Best practice for automated Linux updates

We are working on a way to perform automatic updates for our RHEL/RHEL-based servers.

Initial idea: Using Puppet, we disable the default repositories and point to our own. Then, we use ensure => latest for the packages we want to automatically update.

Problem: We are seeing that some services restart after an update (duh).

Question: Does anyone have any advice on how to better automate Linux updates and strategies on mitigating the automatic restart of services? We'd prefer a solution that includes Puppet but, if we need to use another service, that is not a deal-breaker.

Edit

Possible solution: I submitted a solution that implements many of what @voretaq7 and @ewwhite suggested. Seems like this is the route I am going for the time being. If you have other suggestions, please comment or submit an answer.


Solution 1:

Your general update strategy is sound: You have a local repo (which I assume you test in a dev environment), and you update everything based of that (I assume known good) repo.

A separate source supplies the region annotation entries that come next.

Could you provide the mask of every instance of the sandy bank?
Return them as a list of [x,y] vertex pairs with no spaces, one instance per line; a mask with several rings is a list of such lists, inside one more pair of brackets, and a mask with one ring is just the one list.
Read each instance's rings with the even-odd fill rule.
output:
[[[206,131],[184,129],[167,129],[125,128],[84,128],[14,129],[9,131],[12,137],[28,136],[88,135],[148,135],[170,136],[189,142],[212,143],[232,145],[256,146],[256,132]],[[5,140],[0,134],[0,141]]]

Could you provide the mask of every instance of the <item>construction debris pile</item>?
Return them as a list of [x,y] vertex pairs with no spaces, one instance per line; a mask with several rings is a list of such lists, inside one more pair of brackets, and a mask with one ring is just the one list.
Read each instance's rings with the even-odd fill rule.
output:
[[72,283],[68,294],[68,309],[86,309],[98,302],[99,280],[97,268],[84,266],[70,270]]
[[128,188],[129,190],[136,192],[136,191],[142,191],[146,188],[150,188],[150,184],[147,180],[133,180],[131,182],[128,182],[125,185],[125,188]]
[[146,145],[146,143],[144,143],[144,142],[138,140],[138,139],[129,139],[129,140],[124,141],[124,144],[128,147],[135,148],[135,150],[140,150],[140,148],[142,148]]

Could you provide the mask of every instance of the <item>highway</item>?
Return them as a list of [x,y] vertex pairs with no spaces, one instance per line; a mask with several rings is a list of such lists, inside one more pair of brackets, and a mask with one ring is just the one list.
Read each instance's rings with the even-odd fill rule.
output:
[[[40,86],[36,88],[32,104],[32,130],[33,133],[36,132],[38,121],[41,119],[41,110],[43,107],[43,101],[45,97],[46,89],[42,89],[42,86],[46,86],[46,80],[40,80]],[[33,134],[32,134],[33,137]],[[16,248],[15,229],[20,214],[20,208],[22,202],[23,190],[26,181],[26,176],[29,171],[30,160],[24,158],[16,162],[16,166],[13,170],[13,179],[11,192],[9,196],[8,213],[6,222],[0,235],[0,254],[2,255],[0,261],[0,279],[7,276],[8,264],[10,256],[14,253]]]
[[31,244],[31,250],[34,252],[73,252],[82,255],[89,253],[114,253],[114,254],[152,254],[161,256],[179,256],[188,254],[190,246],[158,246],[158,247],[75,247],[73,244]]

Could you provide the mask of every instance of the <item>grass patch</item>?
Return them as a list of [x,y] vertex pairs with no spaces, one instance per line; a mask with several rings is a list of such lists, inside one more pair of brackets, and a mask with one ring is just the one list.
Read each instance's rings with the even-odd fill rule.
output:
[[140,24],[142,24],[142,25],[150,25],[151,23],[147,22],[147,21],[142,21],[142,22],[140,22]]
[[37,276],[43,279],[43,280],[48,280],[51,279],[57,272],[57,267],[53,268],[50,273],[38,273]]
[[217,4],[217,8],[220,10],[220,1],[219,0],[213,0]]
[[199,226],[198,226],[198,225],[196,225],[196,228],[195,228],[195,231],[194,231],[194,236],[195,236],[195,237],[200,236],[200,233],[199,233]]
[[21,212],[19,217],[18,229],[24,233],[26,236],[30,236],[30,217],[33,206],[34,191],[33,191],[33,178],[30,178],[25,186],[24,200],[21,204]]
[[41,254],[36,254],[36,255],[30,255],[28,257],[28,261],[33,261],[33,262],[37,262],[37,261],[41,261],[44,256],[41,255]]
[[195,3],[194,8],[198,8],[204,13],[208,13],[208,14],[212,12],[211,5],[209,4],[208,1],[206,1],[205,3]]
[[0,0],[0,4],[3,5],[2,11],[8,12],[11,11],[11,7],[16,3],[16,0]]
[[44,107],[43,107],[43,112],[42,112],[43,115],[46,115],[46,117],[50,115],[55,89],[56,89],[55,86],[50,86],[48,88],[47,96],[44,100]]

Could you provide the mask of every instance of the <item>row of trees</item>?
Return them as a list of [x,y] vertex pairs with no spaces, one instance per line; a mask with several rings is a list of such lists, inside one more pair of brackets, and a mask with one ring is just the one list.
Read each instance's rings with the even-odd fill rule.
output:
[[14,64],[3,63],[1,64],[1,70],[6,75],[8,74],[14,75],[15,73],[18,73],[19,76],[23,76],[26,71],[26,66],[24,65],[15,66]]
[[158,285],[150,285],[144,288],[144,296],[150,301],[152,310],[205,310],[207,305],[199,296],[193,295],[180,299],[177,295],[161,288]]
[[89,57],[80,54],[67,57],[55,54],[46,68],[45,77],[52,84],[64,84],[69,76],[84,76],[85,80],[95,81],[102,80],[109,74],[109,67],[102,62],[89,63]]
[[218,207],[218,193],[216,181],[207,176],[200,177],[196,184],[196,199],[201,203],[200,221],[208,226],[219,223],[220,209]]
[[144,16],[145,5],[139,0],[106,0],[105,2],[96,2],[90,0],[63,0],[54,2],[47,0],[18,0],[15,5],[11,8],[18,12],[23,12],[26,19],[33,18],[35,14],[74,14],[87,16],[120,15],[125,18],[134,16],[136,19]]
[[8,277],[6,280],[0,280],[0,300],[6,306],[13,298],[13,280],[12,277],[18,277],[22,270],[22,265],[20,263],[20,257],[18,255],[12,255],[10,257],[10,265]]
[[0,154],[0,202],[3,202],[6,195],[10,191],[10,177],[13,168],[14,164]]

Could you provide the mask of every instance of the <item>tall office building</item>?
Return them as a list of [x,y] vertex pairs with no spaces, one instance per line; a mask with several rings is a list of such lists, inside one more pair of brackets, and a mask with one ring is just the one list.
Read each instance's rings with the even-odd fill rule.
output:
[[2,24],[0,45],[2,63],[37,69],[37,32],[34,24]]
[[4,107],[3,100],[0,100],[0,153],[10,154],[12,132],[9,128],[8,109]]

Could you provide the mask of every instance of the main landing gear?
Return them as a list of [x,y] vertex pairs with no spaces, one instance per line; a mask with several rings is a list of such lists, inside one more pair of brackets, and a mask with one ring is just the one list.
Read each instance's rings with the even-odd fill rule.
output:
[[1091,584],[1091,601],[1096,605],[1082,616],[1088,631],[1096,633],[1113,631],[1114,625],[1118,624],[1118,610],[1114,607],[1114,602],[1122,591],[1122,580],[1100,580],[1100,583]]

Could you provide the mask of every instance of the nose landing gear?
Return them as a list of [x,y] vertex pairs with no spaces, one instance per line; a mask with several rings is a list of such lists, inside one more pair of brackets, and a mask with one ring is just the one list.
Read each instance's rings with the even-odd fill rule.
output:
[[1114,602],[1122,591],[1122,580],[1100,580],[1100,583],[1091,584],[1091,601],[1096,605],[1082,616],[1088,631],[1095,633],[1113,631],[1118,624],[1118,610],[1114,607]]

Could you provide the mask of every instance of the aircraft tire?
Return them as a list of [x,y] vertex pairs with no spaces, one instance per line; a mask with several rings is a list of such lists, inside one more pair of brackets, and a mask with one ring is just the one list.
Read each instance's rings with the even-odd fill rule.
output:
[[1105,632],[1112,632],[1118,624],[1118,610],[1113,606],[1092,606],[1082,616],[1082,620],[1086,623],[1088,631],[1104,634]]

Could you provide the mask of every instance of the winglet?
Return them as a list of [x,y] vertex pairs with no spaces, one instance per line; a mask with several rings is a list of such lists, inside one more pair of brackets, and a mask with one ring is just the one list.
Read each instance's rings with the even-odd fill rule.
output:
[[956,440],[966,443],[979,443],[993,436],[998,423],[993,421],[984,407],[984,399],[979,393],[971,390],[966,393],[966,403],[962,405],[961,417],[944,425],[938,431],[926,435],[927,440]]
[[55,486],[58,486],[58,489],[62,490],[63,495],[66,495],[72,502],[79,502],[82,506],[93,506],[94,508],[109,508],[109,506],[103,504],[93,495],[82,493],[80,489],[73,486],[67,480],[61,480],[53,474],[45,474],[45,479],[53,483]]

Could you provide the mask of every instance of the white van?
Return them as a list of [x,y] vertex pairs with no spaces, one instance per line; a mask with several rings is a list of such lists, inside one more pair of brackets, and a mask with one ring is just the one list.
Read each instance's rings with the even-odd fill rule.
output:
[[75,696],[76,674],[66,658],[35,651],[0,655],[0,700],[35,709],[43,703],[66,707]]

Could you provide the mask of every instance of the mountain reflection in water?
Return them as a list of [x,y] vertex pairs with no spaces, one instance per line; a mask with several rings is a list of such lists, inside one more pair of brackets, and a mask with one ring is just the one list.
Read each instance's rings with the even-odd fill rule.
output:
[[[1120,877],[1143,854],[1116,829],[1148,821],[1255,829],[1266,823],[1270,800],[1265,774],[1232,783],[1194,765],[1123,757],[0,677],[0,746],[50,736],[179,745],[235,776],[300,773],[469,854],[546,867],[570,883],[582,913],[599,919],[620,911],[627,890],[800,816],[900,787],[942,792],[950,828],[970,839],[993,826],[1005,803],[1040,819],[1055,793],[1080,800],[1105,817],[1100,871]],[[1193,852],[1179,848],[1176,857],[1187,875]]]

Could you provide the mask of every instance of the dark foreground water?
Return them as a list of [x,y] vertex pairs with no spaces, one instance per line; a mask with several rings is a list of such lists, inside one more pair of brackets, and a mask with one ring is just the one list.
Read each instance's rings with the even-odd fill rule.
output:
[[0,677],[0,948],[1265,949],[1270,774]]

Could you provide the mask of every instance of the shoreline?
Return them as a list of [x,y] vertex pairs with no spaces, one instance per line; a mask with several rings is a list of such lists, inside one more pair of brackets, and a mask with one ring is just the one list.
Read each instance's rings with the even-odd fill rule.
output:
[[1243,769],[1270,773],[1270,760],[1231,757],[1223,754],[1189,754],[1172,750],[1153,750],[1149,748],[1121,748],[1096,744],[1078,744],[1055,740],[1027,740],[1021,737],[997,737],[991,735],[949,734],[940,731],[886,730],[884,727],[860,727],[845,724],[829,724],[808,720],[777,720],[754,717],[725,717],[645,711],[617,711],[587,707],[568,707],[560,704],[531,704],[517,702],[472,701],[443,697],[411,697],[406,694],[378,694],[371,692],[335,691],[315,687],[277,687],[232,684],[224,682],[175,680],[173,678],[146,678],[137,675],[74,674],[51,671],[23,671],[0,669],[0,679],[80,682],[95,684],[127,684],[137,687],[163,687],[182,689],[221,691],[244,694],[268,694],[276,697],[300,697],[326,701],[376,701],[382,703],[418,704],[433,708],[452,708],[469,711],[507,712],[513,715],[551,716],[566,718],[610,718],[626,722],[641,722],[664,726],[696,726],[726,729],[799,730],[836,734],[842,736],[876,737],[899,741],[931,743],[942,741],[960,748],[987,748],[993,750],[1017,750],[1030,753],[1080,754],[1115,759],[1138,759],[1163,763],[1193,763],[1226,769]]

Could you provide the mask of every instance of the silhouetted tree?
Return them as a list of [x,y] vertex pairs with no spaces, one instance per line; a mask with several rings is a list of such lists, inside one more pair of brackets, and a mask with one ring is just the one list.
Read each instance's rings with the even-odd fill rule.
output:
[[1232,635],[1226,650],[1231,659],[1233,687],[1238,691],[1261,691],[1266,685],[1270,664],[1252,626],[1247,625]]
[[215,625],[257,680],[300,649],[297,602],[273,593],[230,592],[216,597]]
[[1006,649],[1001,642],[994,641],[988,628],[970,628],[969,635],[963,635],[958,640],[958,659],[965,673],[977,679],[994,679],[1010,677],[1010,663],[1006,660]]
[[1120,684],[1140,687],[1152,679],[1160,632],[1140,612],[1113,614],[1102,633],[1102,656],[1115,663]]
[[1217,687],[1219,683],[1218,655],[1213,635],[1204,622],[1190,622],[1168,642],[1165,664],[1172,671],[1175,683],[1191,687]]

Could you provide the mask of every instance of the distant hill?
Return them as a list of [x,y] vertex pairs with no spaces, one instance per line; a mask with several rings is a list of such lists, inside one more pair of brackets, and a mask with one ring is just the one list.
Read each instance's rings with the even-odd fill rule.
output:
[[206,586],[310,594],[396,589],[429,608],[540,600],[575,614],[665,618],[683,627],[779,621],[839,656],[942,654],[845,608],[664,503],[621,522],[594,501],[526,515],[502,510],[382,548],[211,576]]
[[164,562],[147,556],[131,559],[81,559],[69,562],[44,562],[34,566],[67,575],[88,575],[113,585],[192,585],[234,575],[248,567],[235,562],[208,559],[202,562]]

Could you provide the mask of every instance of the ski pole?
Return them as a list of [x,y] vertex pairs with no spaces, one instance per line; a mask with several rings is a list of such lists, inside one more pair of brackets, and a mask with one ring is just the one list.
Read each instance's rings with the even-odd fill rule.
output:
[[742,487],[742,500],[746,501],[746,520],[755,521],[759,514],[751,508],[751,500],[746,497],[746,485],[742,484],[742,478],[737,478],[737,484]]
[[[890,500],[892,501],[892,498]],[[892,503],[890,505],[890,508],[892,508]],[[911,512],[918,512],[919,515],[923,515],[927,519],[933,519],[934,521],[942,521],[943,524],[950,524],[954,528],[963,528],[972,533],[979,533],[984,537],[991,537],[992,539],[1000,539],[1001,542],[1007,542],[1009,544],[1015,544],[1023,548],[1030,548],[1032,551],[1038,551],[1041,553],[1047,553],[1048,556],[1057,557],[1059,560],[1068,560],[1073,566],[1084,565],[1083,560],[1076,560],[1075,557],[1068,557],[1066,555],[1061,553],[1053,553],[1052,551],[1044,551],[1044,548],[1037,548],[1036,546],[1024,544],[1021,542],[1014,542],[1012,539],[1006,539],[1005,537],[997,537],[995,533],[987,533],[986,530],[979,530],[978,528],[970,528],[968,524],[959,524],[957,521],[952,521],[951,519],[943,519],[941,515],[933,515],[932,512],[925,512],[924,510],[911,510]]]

The service restart thing is inevitable: If the underlying code has changed you need to restart the service for that change to take effect. Failing to do so can lead to worse consequences (running code out of sync with a shared library leading to a crash of the application).
In my environment I consider the quarterly patch windows to be quarterly "REBOOT ALL THE THINGS!" windows too. The advantage of such a policy is that you know that your servers will come back up after a restart, and you know they'll work properly (because you test them regularly).


My best advice to you is to schedule the software releases (maybe this means you'll have to trigger them "manually" with puppet), and advise your users of the planned maintenance/downtime.
Alternatively (or as part of this) you can configure redundancy in your environment such that you can have a few machines or services restarting and still provide service to the end users. This may not completely eliminate any disruptions, but it can help minimize them.

The added redundancy also protects you in the event of hardware failures, which are inevitable on a long-enough time scale.

Solution 2:

Is there necessarily a problem with restarting a service after a package update? Test on a small scale before you deploy to see if there are any issues. I recently had an ugly issue with the rpmforge package of DenyHosts. It actually changed the location of its configuration and work directories between revisions from a yum update. That's totally undesired behavior. Typically, within the same revision of RHEL, there aren't too many issues, but you can never be sure without testing and watching the effects closely.

Another option is to selectively update services. Do you always need the latest packages, for example? This goes back to understanding your reasons for running updates. What is the real goal?

The advantage of running your own repo is that you can stage releases or rollouts and manage the schedule. What if you have a hardware peripheral or software vendor that requires RHEL 5.6 and would break under 5.7? That's one of the benefits to managing your own packages.

Solution 3:

@Beaming Mel-Bin

The simplification will eliminate the need for using ssh for loop tools, to start/stop puppet.

First of all you will need to change your manifests to include a variable called "noop" whose value is sourced from the ENC.

So you would have something like this in a class:

noop => $noop_status

Where noop_status is set in your ENC. When you set the value of noop_status to true, the manifest will run in noop mode only.

If you have 100s or 1000s of hosts, you can use an ENC like Dashboard or Foreman that lets you mass change parameters for many hosts, by inheriting them at the "Hostgroup" or "Domain" level. You can then set the value to "false" for a small number of test hosts, overriding the Hostgroup value.

With this, any changes get applied to selected hosts only.

Changing one parameter in a central location can affect any number of hosts, without the need to turn puppet on/off with ssh for loop tools. You can divide your hosts in multiple groups for safety/management.

Also note that instead of hard coding Package version numbers in manifests, you can put them in the ENC. And just like above, you can selectively apply changes and manage rollouts.

If you want more granularity(and complexity) you can even have per class parameters, like noop_status_apacheClass and so on.

This may be harder to manage if you include classes in other classes.